Having served in the armed forces before taking up their current positions, they know first-hand the importance of mail to service members and their families posted away from home.

“Customers come to the post office to see if they have mail and when they do it multiple times, they respond enthusiastically, whether it is a parcel, letter or card. Alo said. “It means so much and that’s why we do what we do.”

“I recently received a card for my birthday, and it was the best thing of my life!” Alo continued. “We do so much on technology, which is great, but the tangible effort that comes from the physical mail pieces is different. Someone took the time to buy a card and a stamp, write a note and mail it to me… and our clients, our soldiers and their families, the same goes for them.

“We not only deliver the mail, but we also have responsibility for what customers bring to us and making sure it gets to its destination,” said Boswell. “We know how difficult it is, especially with all the COVID measures, the separation, the mail is a way for people to go online and send something home.”

Even with the demands of the season and the pandemic, the team continues to enjoy a little lightness that comes from time to time with postal trucks.

“In the early days of COVID, when stores were only giving you a limited number of baskets, someone actually ordered a basket that arrived on our truck,” Cook said. “I don’t know if they kept it, but it was funny.”

And the teams appreciate the generosity of community members.

“Customers bring us goodies, cookies and cakes all year round and before the holidays,” said Shawn Mestres, supervisor of postal operations at Chièvres Air Base. “It is not necessary but it is very appreciated.

Mestres explained in the last week before Christmas that there was an even bigger push internally to ensure all possible mail was sent to customers in time to have gifts under the tree.

“We are here to help our community,” Mestres said. “And to see the smiles when you deliver a package even if someone is having a bad day, you give them the mail or a package, they always smile!”

“Summary,” Alo said, “mail equals morale! “

The team also offered some tips and reminders to help the community.

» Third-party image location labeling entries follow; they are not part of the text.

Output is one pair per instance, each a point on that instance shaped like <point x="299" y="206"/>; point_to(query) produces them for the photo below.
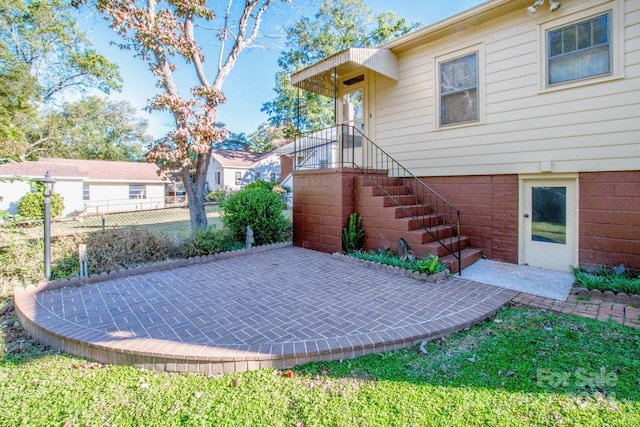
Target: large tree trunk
<point x="195" y="184"/>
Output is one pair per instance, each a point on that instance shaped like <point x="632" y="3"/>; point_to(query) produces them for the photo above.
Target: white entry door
<point x="352" y="108"/>
<point x="549" y="224"/>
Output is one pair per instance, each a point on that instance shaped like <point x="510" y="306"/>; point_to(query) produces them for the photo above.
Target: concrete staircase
<point x="387" y="217"/>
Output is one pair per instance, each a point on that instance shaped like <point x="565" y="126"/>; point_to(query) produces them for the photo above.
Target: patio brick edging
<point x="429" y="278"/>
<point x="621" y="297"/>
<point x="180" y="357"/>
<point x="163" y="355"/>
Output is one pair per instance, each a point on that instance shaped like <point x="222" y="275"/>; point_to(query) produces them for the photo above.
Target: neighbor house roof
<point x="98" y="170"/>
<point x="237" y="159"/>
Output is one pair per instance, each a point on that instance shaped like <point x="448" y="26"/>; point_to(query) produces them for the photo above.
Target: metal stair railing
<point x="359" y="152"/>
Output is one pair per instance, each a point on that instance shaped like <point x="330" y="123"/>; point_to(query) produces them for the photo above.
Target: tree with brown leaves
<point x="162" y="32"/>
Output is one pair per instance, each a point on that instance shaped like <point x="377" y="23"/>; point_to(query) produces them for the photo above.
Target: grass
<point x="525" y="367"/>
<point x="605" y="279"/>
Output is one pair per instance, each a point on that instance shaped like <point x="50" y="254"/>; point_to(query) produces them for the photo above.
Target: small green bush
<point x="122" y="248"/>
<point x="353" y="234"/>
<point x="31" y="205"/>
<point x="430" y="264"/>
<point x="267" y="185"/>
<point x="208" y="241"/>
<point x="261" y="209"/>
<point x="605" y="279"/>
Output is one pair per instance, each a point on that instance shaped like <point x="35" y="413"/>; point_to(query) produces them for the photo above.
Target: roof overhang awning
<point x="319" y="78"/>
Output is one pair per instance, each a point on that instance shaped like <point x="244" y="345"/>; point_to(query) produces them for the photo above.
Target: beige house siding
<point x="524" y="127"/>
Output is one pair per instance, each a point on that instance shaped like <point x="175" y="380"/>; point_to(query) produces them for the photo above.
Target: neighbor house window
<point x="86" y="194"/>
<point x="137" y="191"/>
<point x="458" y="80"/>
<point x="580" y="50"/>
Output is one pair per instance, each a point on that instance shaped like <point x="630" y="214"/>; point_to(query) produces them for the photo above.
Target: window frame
<point x="616" y="42"/>
<point x="86" y="191"/>
<point x="137" y="189"/>
<point x="479" y="50"/>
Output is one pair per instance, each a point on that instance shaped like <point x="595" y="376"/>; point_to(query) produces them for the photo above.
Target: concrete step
<point x="374" y="190"/>
<point x="386" y="201"/>
<point x="469" y="257"/>
<point x="381" y="179"/>
<point x="387" y="238"/>
<point x="400" y="224"/>
<point x="450" y="242"/>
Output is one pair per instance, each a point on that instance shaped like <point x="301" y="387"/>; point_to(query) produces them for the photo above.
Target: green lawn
<point x="524" y="367"/>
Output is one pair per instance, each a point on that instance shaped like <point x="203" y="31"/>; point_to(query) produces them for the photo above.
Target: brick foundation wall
<point x="609" y="228"/>
<point x="323" y="201"/>
<point x="610" y="219"/>
<point x="488" y="211"/>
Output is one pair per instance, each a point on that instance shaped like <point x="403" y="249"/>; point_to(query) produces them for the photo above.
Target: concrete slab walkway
<point x="261" y="308"/>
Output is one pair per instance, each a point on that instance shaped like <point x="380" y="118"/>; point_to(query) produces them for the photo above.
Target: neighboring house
<point x="233" y="170"/>
<point x="87" y="186"/>
<point x="521" y="121"/>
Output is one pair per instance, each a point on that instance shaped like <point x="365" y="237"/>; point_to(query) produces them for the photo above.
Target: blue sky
<point x="251" y="82"/>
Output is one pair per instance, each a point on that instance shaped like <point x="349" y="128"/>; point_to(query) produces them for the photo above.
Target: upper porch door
<point x="351" y="114"/>
<point x="549" y="223"/>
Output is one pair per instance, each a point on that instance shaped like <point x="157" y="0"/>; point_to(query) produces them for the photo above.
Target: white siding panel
<point x="590" y="127"/>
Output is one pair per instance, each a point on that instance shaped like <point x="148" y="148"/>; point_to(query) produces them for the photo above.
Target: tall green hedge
<point x="261" y="209"/>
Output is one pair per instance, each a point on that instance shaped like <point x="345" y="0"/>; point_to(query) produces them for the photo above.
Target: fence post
<point x="84" y="260"/>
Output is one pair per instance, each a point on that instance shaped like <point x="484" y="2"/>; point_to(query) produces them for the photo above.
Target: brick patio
<point x="259" y="309"/>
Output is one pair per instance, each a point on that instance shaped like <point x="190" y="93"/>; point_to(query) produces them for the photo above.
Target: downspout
<point x="335" y="114"/>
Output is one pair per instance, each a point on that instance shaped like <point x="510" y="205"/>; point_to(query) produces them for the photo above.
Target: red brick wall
<point x="488" y="211"/>
<point x="323" y="201"/>
<point x="610" y="219"/>
<point x="286" y="166"/>
<point x="609" y="229"/>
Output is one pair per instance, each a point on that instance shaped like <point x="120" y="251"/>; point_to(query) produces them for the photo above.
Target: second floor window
<point x="459" y="90"/>
<point x="137" y="191"/>
<point x="579" y="51"/>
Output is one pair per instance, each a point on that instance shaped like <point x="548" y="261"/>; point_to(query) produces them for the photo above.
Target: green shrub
<point x="267" y="185"/>
<point x="122" y="248"/>
<point x="31" y="205"/>
<point x="22" y="258"/>
<point x="430" y="264"/>
<point x="605" y="279"/>
<point x="353" y="234"/>
<point x="208" y="241"/>
<point x="261" y="209"/>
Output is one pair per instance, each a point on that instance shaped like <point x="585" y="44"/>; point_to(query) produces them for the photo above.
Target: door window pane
<point x="549" y="214"/>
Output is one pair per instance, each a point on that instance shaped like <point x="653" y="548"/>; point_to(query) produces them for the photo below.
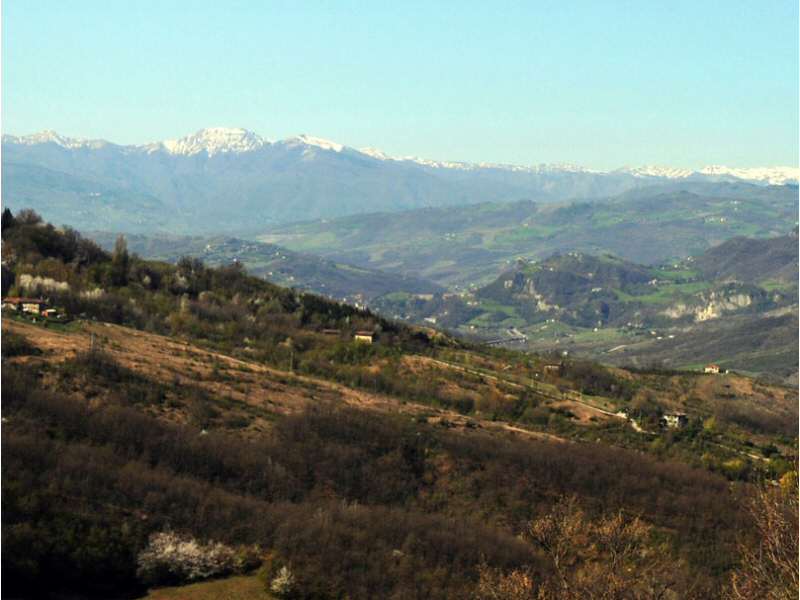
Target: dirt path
<point x="251" y="383"/>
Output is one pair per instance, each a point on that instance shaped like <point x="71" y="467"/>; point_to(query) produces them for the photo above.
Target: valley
<point x="205" y="400"/>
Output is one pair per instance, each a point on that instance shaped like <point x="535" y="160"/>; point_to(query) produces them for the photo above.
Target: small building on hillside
<point x="674" y="420"/>
<point x="364" y="336"/>
<point x="33" y="306"/>
<point x="555" y="369"/>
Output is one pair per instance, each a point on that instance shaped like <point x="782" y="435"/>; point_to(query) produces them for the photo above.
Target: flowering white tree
<point x="170" y="557"/>
<point x="283" y="583"/>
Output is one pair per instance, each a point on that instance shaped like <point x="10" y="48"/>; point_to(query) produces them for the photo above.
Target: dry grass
<point x="233" y="588"/>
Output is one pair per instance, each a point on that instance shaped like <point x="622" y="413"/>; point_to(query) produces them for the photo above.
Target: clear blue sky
<point x="602" y="84"/>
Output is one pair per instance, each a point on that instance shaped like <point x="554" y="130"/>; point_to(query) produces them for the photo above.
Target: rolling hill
<point x="279" y="265"/>
<point x="736" y="309"/>
<point x="242" y="419"/>
<point x="222" y="180"/>
<point x="470" y="247"/>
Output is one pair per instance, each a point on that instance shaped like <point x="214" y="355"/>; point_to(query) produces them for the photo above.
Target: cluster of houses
<point x="36" y="307"/>
<point x="366" y="337"/>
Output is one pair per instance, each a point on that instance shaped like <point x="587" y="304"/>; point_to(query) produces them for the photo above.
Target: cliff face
<point x="731" y="298"/>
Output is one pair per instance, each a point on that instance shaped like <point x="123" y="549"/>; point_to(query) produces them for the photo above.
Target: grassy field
<point x="233" y="588"/>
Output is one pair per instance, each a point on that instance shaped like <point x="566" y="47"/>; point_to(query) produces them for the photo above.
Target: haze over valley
<point x="518" y="318"/>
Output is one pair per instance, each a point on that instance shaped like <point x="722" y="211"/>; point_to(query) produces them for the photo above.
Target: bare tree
<point x="769" y="566"/>
<point x="610" y="558"/>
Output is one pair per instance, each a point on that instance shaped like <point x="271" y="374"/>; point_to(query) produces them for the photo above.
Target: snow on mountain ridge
<point x="49" y="136"/>
<point x="215" y="140"/>
<point x="310" y="140"/>
<point x="221" y="140"/>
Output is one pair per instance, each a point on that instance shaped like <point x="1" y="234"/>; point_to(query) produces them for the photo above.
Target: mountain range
<point x="223" y="180"/>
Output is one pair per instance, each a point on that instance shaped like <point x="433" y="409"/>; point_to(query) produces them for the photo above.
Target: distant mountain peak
<point x="310" y="140"/>
<point x="770" y="175"/>
<point x="48" y="136"/>
<point x="215" y="140"/>
<point x="236" y="140"/>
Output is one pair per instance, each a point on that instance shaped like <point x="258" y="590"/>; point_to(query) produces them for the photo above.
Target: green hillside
<point x="183" y="422"/>
<point x="470" y="247"/>
<point x="279" y="265"/>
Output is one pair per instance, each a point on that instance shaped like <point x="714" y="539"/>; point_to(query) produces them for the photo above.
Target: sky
<point x="598" y="84"/>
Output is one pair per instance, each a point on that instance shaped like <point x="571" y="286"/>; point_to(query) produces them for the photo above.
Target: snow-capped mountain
<point x="213" y="141"/>
<point x="763" y="175"/>
<point x="222" y="140"/>
<point x="229" y="179"/>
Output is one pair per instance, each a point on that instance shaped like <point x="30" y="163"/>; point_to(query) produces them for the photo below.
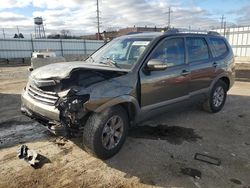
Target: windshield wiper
<point x="110" y="62"/>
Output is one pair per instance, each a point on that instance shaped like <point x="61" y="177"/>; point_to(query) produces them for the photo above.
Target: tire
<point x="219" y="94"/>
<point x="100" y="137"/>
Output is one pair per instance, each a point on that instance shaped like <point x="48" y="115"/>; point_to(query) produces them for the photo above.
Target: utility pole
<point x="17" y="30"/>
<point x="98" y="19"/>
<point x="222" y="21"/>
<point x="169" y="16"/>
<point x="3" y="33"/>
<point x="225" y="28"/>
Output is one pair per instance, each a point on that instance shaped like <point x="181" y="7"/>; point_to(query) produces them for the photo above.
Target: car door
<point x="159" y="88"/>
<point x="200" y="62"/>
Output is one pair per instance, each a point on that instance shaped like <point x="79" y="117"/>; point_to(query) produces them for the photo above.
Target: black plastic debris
<point x="207" y="159"/>
<point x="30" y="156"/>
<point x="191" y="172"/>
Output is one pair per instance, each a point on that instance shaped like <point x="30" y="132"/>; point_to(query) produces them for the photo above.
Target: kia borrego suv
<point x="125" y="81"/>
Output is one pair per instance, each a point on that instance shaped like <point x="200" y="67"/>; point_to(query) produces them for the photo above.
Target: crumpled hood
<point x="63" y="70"/>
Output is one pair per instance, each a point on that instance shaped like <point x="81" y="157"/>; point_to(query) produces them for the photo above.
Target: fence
<point x="239" y="39"/>
<point x="23" y="48"/>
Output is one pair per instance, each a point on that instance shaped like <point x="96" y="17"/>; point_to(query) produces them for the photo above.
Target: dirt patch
<point x="235" y="181"/>
<point x="173" y="134"/>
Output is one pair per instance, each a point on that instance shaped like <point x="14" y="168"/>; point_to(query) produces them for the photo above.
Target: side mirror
<point x="156" y="65"/>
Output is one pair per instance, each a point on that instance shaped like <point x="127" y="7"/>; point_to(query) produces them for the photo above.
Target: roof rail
<point x="174" y="31"/>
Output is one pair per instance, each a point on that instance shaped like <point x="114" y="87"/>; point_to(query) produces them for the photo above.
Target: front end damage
<point x="59" y="103"/>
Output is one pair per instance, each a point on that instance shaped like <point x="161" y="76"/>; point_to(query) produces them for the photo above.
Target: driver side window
<point x="171" y="52"/>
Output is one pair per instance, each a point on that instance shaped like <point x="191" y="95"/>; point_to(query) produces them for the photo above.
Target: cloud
<point x="79" y="16"/>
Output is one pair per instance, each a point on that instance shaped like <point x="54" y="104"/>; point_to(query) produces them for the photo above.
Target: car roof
<point x="153" y="35"/>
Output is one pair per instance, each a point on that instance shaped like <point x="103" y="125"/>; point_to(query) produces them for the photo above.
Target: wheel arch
<point x="128" y="102"/>
<point x="224" y="77"/>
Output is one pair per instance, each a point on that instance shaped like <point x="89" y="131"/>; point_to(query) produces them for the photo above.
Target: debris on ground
<point x="30" y="156"/>
<point x="60" y="141"/>
<point x="238" y="182"/>
<point x="207" y="159"/>
<point x="191" y="172"/>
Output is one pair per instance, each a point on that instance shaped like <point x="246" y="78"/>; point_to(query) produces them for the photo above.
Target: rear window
<point x="197" y="49"/>
<point x="219" y="47"/>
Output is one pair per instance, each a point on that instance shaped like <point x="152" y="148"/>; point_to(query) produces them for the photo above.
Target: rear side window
<point x="219" y="47"/>
<point x="171" y="52"/>
<point x="197" y="49"/>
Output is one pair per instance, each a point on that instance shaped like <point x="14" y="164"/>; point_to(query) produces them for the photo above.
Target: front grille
<point x="49" y="98"/>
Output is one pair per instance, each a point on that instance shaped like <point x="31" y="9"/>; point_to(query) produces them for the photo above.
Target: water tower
<point x="39" y="28"/>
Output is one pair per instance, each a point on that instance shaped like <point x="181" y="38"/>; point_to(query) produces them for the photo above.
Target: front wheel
<point x="105" y="132"/>
<point x="217" y="97"/>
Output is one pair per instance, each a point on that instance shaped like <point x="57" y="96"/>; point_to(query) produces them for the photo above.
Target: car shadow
<point x="15" y="128"/>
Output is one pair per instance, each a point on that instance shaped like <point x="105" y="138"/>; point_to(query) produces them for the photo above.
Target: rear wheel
<point x="217" y="97"/>
<point x="105" y="132"/>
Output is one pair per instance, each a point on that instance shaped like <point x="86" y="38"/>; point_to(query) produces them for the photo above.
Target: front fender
<point x="120" y="100"/>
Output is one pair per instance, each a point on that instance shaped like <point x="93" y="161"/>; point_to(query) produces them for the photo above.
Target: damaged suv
<point x="125" y="81"/>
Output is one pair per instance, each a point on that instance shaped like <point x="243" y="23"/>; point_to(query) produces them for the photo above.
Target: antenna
<point x="169" y="16"/>
<point x="3" y="33"/>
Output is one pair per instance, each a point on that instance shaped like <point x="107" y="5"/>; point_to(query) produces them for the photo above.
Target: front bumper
<point x="30" y="107"/>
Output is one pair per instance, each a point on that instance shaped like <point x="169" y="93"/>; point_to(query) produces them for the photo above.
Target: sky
<point x="79" y="16"/>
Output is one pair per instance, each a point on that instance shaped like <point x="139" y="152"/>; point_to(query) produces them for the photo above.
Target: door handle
<point x="185" y="73"/>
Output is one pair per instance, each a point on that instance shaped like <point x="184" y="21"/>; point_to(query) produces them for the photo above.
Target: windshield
<point x="121" y="52"/>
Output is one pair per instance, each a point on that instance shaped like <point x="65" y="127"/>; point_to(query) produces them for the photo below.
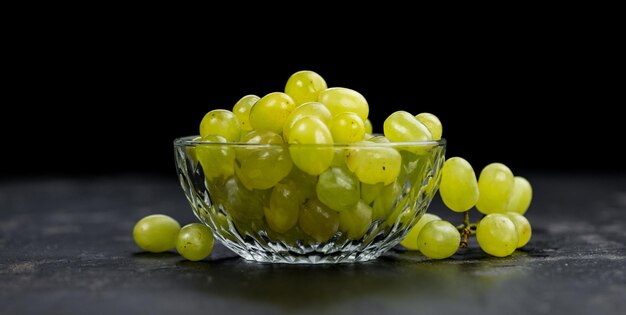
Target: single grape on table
<point x="302" y="167"/>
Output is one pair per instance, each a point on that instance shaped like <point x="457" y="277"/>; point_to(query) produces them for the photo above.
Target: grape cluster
<point x="500" y="196"/>
<point x="287" y="176"/>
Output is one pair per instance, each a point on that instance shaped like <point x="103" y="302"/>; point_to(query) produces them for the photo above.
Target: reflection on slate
<point x="66" y="247"/>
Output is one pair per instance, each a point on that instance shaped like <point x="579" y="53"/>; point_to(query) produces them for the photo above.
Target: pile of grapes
<point x="318" y="190"/>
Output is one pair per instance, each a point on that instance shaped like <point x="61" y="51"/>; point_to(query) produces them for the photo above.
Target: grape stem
<point x="466" y="229"/>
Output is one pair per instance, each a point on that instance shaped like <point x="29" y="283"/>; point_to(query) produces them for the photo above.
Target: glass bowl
<point x="233" y="189"/>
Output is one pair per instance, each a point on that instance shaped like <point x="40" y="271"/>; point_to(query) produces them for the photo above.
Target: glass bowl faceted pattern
<point x="225" y="205"/>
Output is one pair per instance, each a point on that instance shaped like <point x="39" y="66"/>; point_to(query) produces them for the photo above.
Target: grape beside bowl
<point x="297" y="203"/>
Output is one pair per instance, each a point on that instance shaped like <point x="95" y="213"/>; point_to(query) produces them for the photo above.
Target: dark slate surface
<point x="66" y="248"/>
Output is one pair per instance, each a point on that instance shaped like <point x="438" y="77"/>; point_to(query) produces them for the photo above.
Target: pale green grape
<point x="458" y="188"/>
<point x="195" y="242"/>
<point x="368" y="127"/>
<point x="305" y="183"/>
<point x="401" y="126"/>
<point x="338" y="189"/>
<point x="432" y="123"/>
<point x="271" y="111"/>
<point x="369" y="192"/>
<point x="355" y="221"/>
<point x="374" y="164"/>
<point x="221" y="122"/>
<point x="284" y="207"/>
<point x="305" y="86"/>
<point x="242" y="111"/>
<point x="522" y="226"/>
<point x="386" y="201"/>
<point x="156" y="233"/>
<point x="257" y="137"/>
<point x="521" y="196"/>
<point x="347" y="128"/>
<point x="438" y="239"/>
<point x="310" y="147"/>
<point x="264" y="167"/>
<point x="496" y="235"/>
<point x="318" y="221"/>
<point x="495" y="186"/>
<point x="307" y="109"/>
<point x="410" y="240"/>
<point x="218" y="161"/>
<point x="339" y="100"/>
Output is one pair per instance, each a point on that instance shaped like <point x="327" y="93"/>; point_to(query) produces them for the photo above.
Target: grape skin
<point x="438" y="239"/>
<point x="432" y="123"/>
<point x="338" y="189"/>
<point x="156" y="233"/>
<point x="311" y="159"/>
<point x="305" y="86"/>
<point x="458" y="188"/>
<point x="221" y="122"/>
<point x="339" y="100"/>
<point x="242" y="111"/>
<point x="410" y="240"/>
<point x="521" y="196"/>
<point x="496" y="235"/>
<point x="522" y="226"/>
<point x="195" y="242"/>
<point x="401" y="126"/>
<point x="271" y="111"/>
<point x="495" y="186"/>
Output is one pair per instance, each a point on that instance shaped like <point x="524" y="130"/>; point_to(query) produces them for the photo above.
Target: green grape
<point x="305" y="86"/>
<point x="432" y="123"/>
<point x="307" y="109"/>
<point x="368" y="127"/>
<point x="522" y="226"/>
<point x="256" y="137"/>
<point x="338" y="189"/>
<point x="458" y="188"/>
<point x="218" y="161"/>
<point x="401" y="126"/>
<point x="438" y="239"/>
<point x="242" y="111"/>
<point x="410" y="240"/>
<point x="318" y="221"/>
<point x="496" y="235"/>
<point x="305" y="183"/>
<point x="263" y="168"/>
<point x="355" y="221"/>
<point x="339" y="100"/>
<point x="521" y="196"/>
<point x="374" y="164"/>
<point x="311" y="145"/>
<point x="495" y="186"/>
<point x="194" y="242"/>
<point x="270" y="112"/>
<point x="347" y="128"/>
<point x="369" y="192"/>
<point x="386" y="201"/>
<point x="339" y="160"/>
<point x="282" y="213"/>
<point x="221" y="122"/>
<point x="156" y="233"/>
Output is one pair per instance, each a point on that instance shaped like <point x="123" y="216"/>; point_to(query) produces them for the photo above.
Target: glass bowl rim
<point x="189" y="141"/>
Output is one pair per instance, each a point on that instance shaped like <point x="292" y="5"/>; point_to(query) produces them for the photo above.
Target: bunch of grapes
<point x="500" y="196"/>
<point x="312" y="190"/>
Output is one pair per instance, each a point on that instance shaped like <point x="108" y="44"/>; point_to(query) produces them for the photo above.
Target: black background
<point x="111" y="101"/>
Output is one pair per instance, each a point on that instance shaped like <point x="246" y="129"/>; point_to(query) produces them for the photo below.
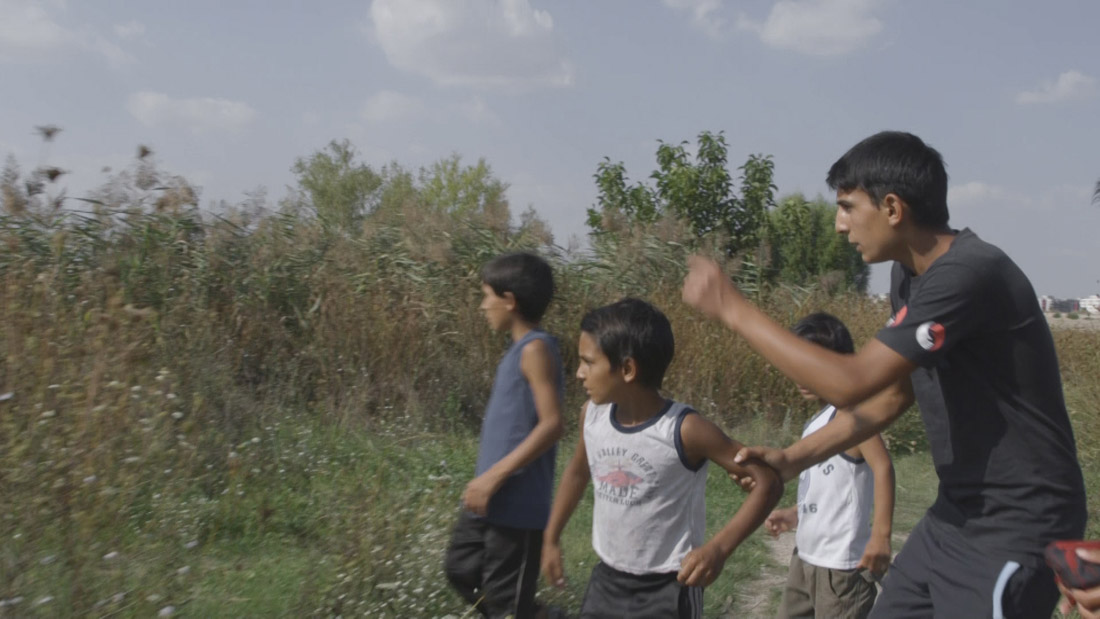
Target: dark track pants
<point x="617" y="595"/>
<point x="495" y="568"/>
<point x="939" y="573"/>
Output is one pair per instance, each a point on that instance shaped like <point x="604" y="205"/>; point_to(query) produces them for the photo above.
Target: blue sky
<point x="230" y="92"/>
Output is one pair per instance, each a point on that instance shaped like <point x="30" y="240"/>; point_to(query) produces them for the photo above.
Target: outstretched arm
<point x="540" y="371"/>
<point x="848" y="429"/>
<point x="840" y="379"/>
<point x="1087" y="601"/>
<point x="877" y="554"/>
<point x="704" y="440"/>
<point x="574" y="479"/>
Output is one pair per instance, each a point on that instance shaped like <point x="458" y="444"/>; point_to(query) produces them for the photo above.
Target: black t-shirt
<point x="990" y="395"/>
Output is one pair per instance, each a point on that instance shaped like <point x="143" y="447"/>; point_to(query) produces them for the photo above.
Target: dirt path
<point x="755" y="598"/>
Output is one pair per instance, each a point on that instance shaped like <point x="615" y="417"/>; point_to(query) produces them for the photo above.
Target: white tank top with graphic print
<point x="835" y="503"/>
<point x="649" y="509"/>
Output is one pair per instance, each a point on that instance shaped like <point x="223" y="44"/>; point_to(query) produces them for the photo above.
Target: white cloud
<point x="156" y="109"/>
<point x="31" y="31"/>
<point x="975" y="194"/>
<point x="818" y="28"/>
<point x="1069" y="85"/>
<point x="389" y="106"/>
<point x="978" y="195"/>
<point x="130" y="30"/>
<point x="484" y="43"/>
<point x="704" y="13"/>
<point x="477" y="111"/>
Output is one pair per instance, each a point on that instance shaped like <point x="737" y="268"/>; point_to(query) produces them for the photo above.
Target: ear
<point x="629" y="369"/>
<point x="895" y="209"/>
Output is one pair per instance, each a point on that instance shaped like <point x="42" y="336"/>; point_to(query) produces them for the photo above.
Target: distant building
<point x="1052" y="304"/>
<point x="1090" y="304"/>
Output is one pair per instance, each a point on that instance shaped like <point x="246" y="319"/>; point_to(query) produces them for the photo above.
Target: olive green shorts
<point x="823" y="593"/>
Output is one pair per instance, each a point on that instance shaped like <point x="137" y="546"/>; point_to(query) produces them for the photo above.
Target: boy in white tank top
<point x="839" y="553"/>
<point x="646" y="456"/>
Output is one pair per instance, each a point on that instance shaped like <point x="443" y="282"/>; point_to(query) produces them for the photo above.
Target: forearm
<point x="849" y="428"/>
<point x="754" y="511"/>
<point x="832" y="376"/>
<point x="542" y="437"/>
<point x="882" y="526"/>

“When people are notified that they have mail, it is essential to collect your packages; it gets things done, ”Alo said. “And that helps us help other customers and get things to you as quickly as possible.”

“If we didn’t need it, we wouldn’t ask for it,” Boswell said, referring to customs and shipping forms. “Sometimes people don’t like the systems that we have to use and it can be difficult sometimes, but we will walk with them to solve the problem or problem, you just have to ask. “

Boswell also recommended making an appointment in case customers have five or more packages to mail.

“Please call the post office at your location for VIP services and an appointment,” Boswell said. “We are focused on you!”

And by way of conclusion, everyone reminds the community that December 24 and 31 are federal holidays this year. With the exception of the Center de services postaux 79 in Brussels, which is open for parcel pick-up only from 8 a.m. to 2 p.m. on December 24, the postal service centers will be closed and everyone is encouraged to go before or after for all. your vacation postal needs.


This holiday season will be Cook’s last job for USAG Benelux. After nearly 33 years of postal service at SHAPE, he is retiring at the end of this month.